2

I have some questions revolving around the garbage collection of string objects and literals and the string pool.

Setup

Looking at a code snippet, such as:

// (I am using this constructor on purpose)
String text = new String("hello");

we create two string objects:

  • "hello" creates one and puts it into the string pool
  • new String(...) creates another, stored on the heap

Garbage collection

Now, if text falls out of scope and nobody references them anymore, it can be garbage collected, right?

But what about the literal in the pool? If it is not referenced by anyone anymore, can it be garbage collected as well? If not, why?

H3AR7B3A7
  • 4,366
  • 2
  • 14
  • 37
  • 1
    The literal "hello" is not created on the heap.
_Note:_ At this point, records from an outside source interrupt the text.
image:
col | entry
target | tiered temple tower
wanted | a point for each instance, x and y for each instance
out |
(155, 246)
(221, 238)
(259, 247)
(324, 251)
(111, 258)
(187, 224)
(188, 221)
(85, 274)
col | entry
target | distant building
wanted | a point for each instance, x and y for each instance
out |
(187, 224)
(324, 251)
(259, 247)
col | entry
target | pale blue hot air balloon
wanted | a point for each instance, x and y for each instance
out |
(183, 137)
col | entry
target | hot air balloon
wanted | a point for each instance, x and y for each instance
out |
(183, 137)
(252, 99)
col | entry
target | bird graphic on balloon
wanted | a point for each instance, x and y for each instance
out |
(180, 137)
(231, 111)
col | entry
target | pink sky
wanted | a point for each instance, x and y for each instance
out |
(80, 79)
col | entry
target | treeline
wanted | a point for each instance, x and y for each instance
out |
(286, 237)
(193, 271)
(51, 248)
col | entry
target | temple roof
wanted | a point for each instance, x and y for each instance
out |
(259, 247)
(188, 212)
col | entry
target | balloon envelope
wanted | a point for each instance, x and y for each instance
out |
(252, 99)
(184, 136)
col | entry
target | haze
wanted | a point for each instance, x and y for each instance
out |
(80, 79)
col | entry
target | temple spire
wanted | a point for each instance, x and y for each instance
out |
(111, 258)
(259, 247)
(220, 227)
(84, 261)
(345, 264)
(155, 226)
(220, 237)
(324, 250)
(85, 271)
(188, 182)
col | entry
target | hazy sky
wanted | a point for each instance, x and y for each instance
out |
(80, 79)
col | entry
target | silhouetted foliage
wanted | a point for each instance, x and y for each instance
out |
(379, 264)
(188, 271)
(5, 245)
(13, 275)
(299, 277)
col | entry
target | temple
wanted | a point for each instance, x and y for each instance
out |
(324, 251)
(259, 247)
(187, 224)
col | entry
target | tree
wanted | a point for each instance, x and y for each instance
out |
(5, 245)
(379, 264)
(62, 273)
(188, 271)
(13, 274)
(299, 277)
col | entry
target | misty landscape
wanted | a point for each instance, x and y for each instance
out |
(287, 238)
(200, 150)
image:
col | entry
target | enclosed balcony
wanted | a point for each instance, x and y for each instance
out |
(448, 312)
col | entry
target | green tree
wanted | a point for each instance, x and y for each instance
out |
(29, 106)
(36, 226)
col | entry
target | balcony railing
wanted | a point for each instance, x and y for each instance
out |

It will be compiled into a readonly memory section. – h0r53 Oct 21 '21 at 16:14
  • I think the literal `"hello"` is not eligible for garbage collection. It is physically part of the class `New`. But I'm not sure. If you have a very large number of string literals, I'd suggest putting them in a file (use a resource file) and reading them at runtime. This way they are definitely eligible for garbage collection. – markspace Oct 21 '21 at 16:15
  • 1
    The literal `"hello"` is not eligible for garbage collection. The reason is, no dynamic memory was allocated for this literal. Yes, it is referenced when the `String` constructor copies it into the heap, but the literal itself does not live, and never lived, in the heap. It would be quite dangerous to try to Garbage Collect literals, because doing so would simply erase the memory that the literal originated from, but doing so would either resize the file structure or simple "zero-out" the data. The latter has no benefit, and the former would require adjusting offsets in the class file format. – h0r53 Oct 21 '21 at 16:19
  • Look in your compiled class file. You'll find the string literals there. Technically, as all Java code runs in the JRE, all class files are loaded into a form of dynamically managed memory, the permgen/MetaSpace. So from that you could suggest all Java code runs in the heap of the Java runtime. But this is different than a traditional heap that is managed by a Garbage collector. Newer versions of Java allow for unloading classes. This is in ways comparable to garbage collection, but at a class level. This again is different than the traditional heap. There is a useful distinction. – h0r53 Oct 21 '21 at 20:56

2 Answers2

1

When we create a String via the new operator, the Java compiler will create a new object and store it in the heap space reserved for the JVM.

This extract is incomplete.